El Centro de Estudiantes de Luján

Para reconstruir el partido conseguí tres testimonios: el de mi abuela Ivonne, el del Rolando (hermano de mi abuelo) y el de Simón Hernández, el único motofutbolista sobreviviente. Todas esas voces me llevaron al mismo punto: El Centro de Estudiantes de Luján.

El Centro de Estudiantes era un grupo de pibes y pibas que estudiaban en el centro pero vivían en Luján. Una de las primeras organizaciones juveniles de la sociedad civil de las que tenga registro el departamento. Sus reuniones se producían en el colectivo o en la biblioteca Alberdi, fundada por un anarquista, que tenía en el centro una mesa de billar gastada de tanto usarla. Cocinaban bailes, actividades culturales, deportivas y una incipiente acción social.

Varios empezaron a tener motos y a las actividades se les fueron sumando carreras de obstáculos, acrobacias. Simón Hernández, que participó y recibió premios en más de una, cuenta: “Nos juntábamos en mi casa y se nos ocurría hacer una carrera hasta Vallecitos ida y vuelta. El último pagaba el cognac para todos”. De esta vorágine aventurera, despuntó el primer partido de fútbol sobre ruedas de la historia. Fue en la cancha del Bajo, de Luján Sport Club. Un equipo lujanino contra otro de Maipú; el campo delimitado de forma temeraria con troncos perimetrales. En ese contexto, y contra todos los consejos familiares, mi abuelo estrenó su primera y última motoneta.

Deportes extremos eran los de antes

Nada hacía pensar que las motos o los jugadores fueran a terminar el partido intactos. Y no. Ante la mirada atenta de los amigos, preocupada de las novias y enfurecida del canchero, los motociclistas se raspaban los codos, se abollaban los guardabarros y surcaban el campo con frenadas imborrables.

Simón Hernández recuerda a mi abuelo yéndose contra la tela de alambre, poniendo el brazo para frenar y quedando enganchado desde la muñeca con una pirueta peligrosísima, mientras la moto se perdía sin rumbo para cualquier lado.

Rolando Concatti , mi tío abuelo, se acuerda de una pelota en profundidad a espaldas de los defensores maipucinos que su hermano corrió con el acelerador a fondo de la Siambretta. Llegó a cruzarle un disparo al arquero pero nadie se fijó si terminó en gol, porque se quedaron siguiendo la carambola de la moto que no pudo frenar y se desparramó después de golpear contra el poste del arco. Fiel a su estilo, contra todo escándalo, el Pirincho sacudió su humanidad, hizo señas tranquilizadoras, enderezó la motoneta y siguió jugando. La horquilla estaba doblada y trizada, no se pudo arreglar y él se ganó los telodijes familiares que lo acompañaron por el resto de sus días.
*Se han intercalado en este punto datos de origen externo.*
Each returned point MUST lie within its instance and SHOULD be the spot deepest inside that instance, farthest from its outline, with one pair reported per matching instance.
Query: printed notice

El partido lo ganó Maipú, y el canchero entonó la voz del sentido común y se encargó de que esa experiencia no se repitiera nunca más. Pero ese día se grabó en los ojos de todos los que estaban ahí, inquietándoles los modales y regalándoles una buena anécdota para su descendencia.

Apología de la aventura

Los primeros motofutbolistas de la historia seguramente fueron tachados de inconscientes hace sesenta años, y serían tachados de inconscientes también en 2017. Y justamente por eso me parece urgente reivindicar a ese grupo de muchachos con sed de aventura. Casi me desespera poder decir lo importante que es para el mundo que algunas personas decidan cruzar ciertos límites, aunque sea para divertirse.

Ese grupo de pibes estudiantes comprendió, quizás, que es necesario desafiar algunas barreras culturales para reescribirlas, para reinventarlas. Lo comprendieron, quizás, de la misma manera que lo comprendió ese otro motociclista argentino, mitad rosarino, mitad cordobés, que por la misma época apuntó su moto a Latinoamérica y no paró hasta protagonizar la revolución más importante de nuestro tiempo, en el patio trasero del imperio yanqui.

Por eso, cuando algún derrotado me viene a decir que Mendoza es una provincia conservadora, que mejor guardarse, que por estos lados nunca pasa nada; yo les contesto que mi abuelo, hace sesenta años y en la cancha de Luján, inventó el motofútbol.